Through cutting fixed and operating costs, Sony will make its TV business, which has lost money for eight straight years, profitable again by the fiscal year through March 2014, he said.
To cover the job cuts and restructuring efforts, Sony will take a 75 billion yen charge this fiscal year.
Sony also will also seek new growth in emerging markets such as India and Mexico, targeting 2.6 trillion yen in sales by the year through March 2015.
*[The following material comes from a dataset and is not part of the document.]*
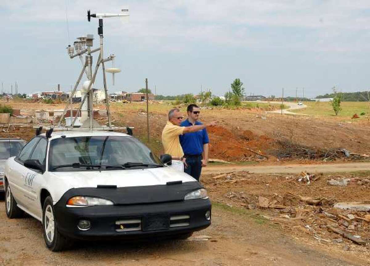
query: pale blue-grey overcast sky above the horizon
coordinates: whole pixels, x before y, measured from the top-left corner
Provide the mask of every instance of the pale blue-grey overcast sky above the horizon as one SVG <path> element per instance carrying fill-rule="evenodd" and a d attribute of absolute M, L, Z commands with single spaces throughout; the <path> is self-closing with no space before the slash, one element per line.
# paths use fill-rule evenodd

Sony also plans to expand its medical equipment business with products such as endoscopes and will enter the medical diagnostics business.
The company aims for 8.5 trillion yen in overall sales for the year through March 2015, up from a forecast of 6.4 trillion yen for the just-ended fiscal year.
In February, Sony raised its net loss forecast to 220 billion yen. But on Tuesday, it further revised that to a 520 billion yen loss, mainly blaming an additional tax expense of 300 billion yen stemming from revaluing U.S. tax credits that are unlikely to be used due its string of losses.
It stuck with its operating loss forecast of 95 billion yen ($1.2 billion). Sony predicts a return to an operating profit of about 180 billion yen for the year through March 2013.
It will release earnings results and forecasts on May 10.